Use BYOK when you want a specific provider, a specific model, your own provider billing, a custom OpenAI-compatible endpoint, or a provider needed by a scene system such as TTS.
You do not need BYOK to use RoleCall. RoleCall-hosted models appear automatically when your account has model access.
Where BYOK Lives
Open Settings -> API Keys.
Scroll to BYOK Providers and click + Add Provider.
BYOK Providers are your OpenAI, Anthropic, OpenRouter, Google, ElevenLabs, Custom endpoint, and other provider credentials. This is the section used by chat, model routing, and TTS.
If you do not see the provider form, finish the encryption setup prompt first.
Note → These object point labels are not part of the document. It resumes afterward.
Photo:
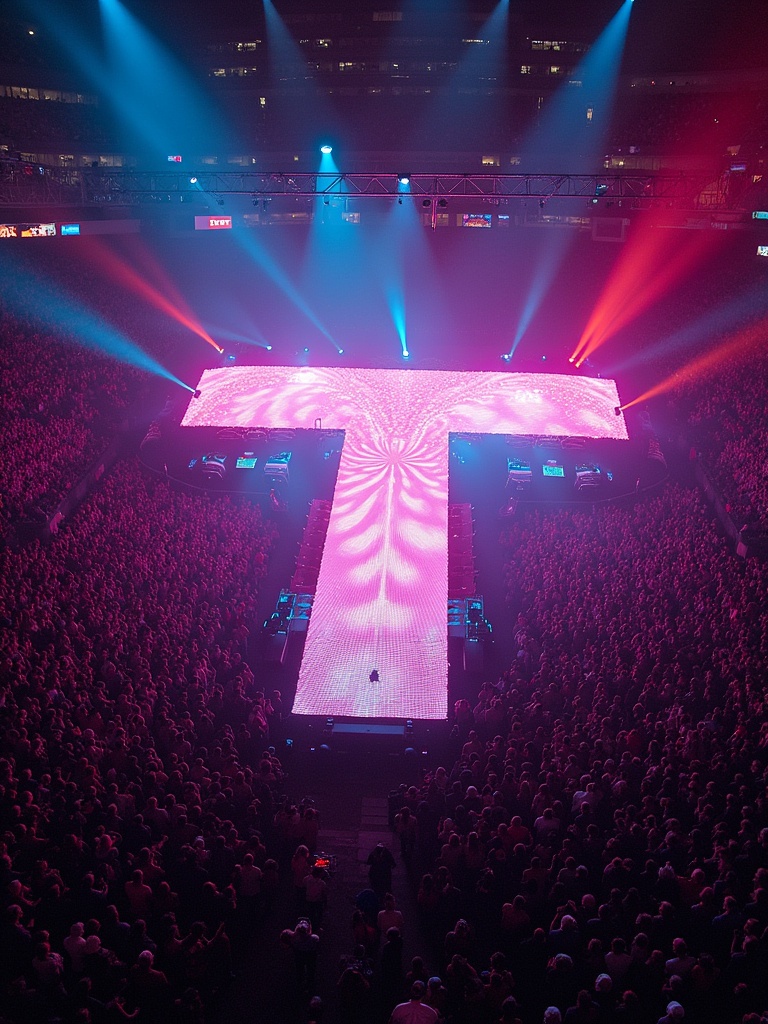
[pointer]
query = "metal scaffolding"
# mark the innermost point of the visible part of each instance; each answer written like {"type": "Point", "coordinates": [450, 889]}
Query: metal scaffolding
{"type": "Point", "coordinates": [100, 186]}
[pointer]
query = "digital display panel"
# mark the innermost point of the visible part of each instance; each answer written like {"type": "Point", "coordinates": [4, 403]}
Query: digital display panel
{"type": "Point", "coordinates": [476, 219]}
{"type": "Point", "coordinates": [382, 591]}
{"type": "Point", "coordinates": [37, 230]}
{"type": "Point", "coordinates": [27, 230]}
{"type": "Point", "coordinates": [207, 223]}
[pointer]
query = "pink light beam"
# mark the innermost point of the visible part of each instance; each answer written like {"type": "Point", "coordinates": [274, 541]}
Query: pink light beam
{"type": "Point", "coordinates": [381, 600]}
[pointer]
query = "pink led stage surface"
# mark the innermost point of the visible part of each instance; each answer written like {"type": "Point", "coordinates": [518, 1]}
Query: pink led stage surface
{"type": "Point", "coordinates": [382, 591]}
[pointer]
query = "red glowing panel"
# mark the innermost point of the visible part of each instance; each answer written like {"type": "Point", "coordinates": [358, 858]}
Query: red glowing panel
{"type": "Point", "coordinates": [381, 600]}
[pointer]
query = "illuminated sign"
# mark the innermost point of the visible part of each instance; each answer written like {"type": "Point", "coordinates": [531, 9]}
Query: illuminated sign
{"type": "Point", "coordinates": [212, 223]}
{"type": "Point", "coordinates": [27, 230]}
{"type": "Point", "coordinates": [476, 220]}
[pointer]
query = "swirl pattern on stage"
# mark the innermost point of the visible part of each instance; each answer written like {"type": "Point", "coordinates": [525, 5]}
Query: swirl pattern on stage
{"type": "Point", "coordinates": [382, 590]}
Provider configs cannot be saved until your account has an encryption key available.
Quick Setup
- Go to Settings -> API Keys.
- Scroll to BYOK Providers.
- Click + Add Provider.
- Pick the provider you want to connect.
- Choose an Encryption Mode.
- Paste the required credentials.
- Optionally enter a config name, model ID, base URL, headers, or body params.
- Click Fetch Models if you want to choose a model from the provider's model list.
- Save the configuration.
- Click Test Key on the saved provider card.
After the key is saved, the provider appears in model pickers under Your Providers. In a scene, open the model selector/Cast surface and choose the saved provider connection, then choose the model.
Encryption Modes
Each provider config has its own encryption mode. Pick the mode based on how the key needs to be used.
| Mode | What it means | Best for |
|---|---|---|
| Server-Accessible | The config is encrypted at rest with server-held encryption. RoleCall can decrypt it when a server-side job needs to make the provider request. | Group performance auto-responses, background systems, convenience, TTS routing, most users. |
| End-to-End Encrypted | The config is encrypted with your browser recovery key. RoleCall stores the encrypted blob but cannot decrypt it without your browser participating. | Maximum privacy for direct 1-on-1 use. |
The add-provider modal currently recommends Server-Accessible because some RoleCall features run server-side. If you choose End-to-End Encrypted, that key is appropriate for direct client-assisted use, but it cannot power jobs where the server must act without your browser supplying the decrypted credential.
Common rule:
- Solo scenes where you are actively present: E2E can work.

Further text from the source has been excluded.